Connecting the two different eras is Fawad Alam, an anomaly in every sense - not least with his stance alone. When he finally returned to the Pakistan Test set-up in late 2019 after a decade of amassing runs on the domestic circuit, everything seemed normal. With hands on heart, no Pakistan selector could give an in-depth breakdown of why Alam was chucked in the first place all those years ago, despite scoring at an average of 41.66 in 3 matches with a hundred to his name. Yet on his comeback, he seemed strangely at home. To truly comprehend the magnitude of his achievement, it is prudent that we know his achievements in the years in between.

His recall to the national side coincided with the deadly pandemic taking the world by storm. It was only during Pakistan’s tour of England in August 2020 that Alam played his fourth Test after a gap of 10 years and 259 days in which he had played 12,742 balls of first-class cricket, averaging an insane 56 in between. To put things into context, Alam’s first-class average of 56.84 is the fourth-best amongst Asians - behind Vijay Hazare, Vijay Merchant, and Sachin Tendulkar. In the Quaid-e-Azam trophy, no one scored more runs than Alam and he skyrocketed his average to the north of 70 in the last three seasons of the competition. It was like a parallel universe in existence but without any venture from the Americans.

Only if they did. Because Alam, whose duck on his comeback game against England became a subject of high ridicule, has averaged an insane 49.62 from 10 games since his return to international cricket, getting dismissed only once every 110.5 balls. Only Joe Root has more centuries in this period than Alam’s four and to imagine three of them came in overseas conditions makes it even more special.

But these are mere statistics and as much as it reflects his never-say-die attitude, there is something more intrinsic than runs scored and contributions made. Alam was a generational toiler, not only because he was never selected when he was piling runs on the domestic circuit, but because of his positive outlook towards the selection quandary. 

"I've never blamed anyone," Alam said earlier year. "I have always been saying that fate had this for me. That if it was in my destiny, then nobody could have taken it away from me. I was only focusing on doing well in whatever opportunities I get to the fullest, even if it's domestic cricket.

"Cricket is our bread and butter and as they say in Allah's home, there is a delay but no denial. I don't think about the 10 years going to waste.
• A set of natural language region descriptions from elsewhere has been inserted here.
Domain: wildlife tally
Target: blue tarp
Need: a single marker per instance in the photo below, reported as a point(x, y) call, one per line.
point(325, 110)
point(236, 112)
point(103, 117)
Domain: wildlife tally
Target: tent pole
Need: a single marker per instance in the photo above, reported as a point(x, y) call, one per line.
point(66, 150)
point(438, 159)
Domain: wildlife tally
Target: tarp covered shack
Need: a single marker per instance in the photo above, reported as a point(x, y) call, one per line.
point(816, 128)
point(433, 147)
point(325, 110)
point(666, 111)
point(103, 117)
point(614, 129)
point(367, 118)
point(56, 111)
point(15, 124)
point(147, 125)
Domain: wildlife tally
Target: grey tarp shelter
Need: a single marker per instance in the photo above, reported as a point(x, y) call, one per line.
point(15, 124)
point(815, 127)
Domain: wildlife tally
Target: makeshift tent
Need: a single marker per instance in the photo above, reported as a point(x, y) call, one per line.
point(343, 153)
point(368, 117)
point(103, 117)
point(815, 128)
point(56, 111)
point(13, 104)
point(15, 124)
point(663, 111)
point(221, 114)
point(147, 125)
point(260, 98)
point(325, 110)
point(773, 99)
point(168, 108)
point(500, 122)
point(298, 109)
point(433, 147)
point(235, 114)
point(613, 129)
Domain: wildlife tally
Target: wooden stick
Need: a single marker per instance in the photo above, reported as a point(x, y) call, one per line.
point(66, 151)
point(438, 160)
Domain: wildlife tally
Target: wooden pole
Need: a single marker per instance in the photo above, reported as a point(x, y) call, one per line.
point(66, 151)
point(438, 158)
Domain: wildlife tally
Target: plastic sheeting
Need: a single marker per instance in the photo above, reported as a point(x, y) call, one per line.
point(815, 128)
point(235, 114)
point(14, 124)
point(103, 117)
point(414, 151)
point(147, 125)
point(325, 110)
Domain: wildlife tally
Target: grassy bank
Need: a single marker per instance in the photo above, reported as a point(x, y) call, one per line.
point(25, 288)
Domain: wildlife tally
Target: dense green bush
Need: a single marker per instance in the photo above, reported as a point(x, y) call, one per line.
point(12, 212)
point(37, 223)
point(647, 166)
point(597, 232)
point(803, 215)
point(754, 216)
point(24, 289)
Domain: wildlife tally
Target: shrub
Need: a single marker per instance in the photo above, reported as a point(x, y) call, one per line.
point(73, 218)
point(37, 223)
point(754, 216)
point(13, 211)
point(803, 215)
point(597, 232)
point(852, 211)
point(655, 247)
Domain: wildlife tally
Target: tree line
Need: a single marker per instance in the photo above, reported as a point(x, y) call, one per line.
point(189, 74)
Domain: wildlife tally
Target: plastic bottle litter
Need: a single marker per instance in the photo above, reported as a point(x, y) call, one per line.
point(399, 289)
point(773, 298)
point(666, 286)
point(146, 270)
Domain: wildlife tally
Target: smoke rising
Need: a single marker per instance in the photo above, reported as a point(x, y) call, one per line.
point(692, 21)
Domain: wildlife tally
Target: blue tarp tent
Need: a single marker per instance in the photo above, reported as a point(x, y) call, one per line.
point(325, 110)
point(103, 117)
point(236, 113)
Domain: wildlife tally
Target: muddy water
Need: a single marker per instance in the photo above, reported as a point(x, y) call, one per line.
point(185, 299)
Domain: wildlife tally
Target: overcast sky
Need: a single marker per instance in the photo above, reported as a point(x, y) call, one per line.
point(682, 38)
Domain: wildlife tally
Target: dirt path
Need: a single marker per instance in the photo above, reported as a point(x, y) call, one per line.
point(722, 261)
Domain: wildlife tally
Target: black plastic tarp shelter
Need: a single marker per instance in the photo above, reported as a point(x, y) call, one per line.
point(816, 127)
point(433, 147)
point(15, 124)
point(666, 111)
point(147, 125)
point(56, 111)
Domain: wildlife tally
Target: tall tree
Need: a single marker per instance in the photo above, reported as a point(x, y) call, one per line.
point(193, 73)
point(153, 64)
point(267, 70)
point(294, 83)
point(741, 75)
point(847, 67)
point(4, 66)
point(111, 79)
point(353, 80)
How can I say all the runs and records made in domestic cricket went in vain? I've got enough respect and I want to redeem myself in whatever time I've left in cricket. Maybe I may get more success than what I've earned, so I can't complain and I'm happy about the success."

It invariably cast my mind back to one of Indian cricket’s true great cricketers. On June 21, 2020, a few months before Alam made his coveted Test return, Rajinder Goel breathed his last, and almost all active Indian cricketers and most of the past superstars found the goodwill to reminisce his domestic achievements of one of the greats of the game. Goel held his own when the country had a surfeit of spin bowlers and was the marker for many superstars of that particular era. All he had played was a whole lot of ZERO Tests.

When Alam decided to put the past behind and enjoy the success of the present, you could only imagine what propelled him to do what he did in the last one and half decades. It could have gone haywire when English bowlers, especially Stuart Broad, made a meal out of him last year but Misbah’s trust coupled with his own innate confidence changed the whole narrative in New Zealand. 

He sustained the Mount Maunganui momentum in Karachi, in Rawalpindi, in Harare, and now has done so in Kingston. How much more he would score in this Test is immaterial right but by rescuing Pakistan from 2-3 in the series-deciding Test, Alam has answered the utility question well. Now it’s the time for us to only revel in the unorthodoxy and be crazy about his Chanderpaul-esque stance and an even bigger appetite for tough runs.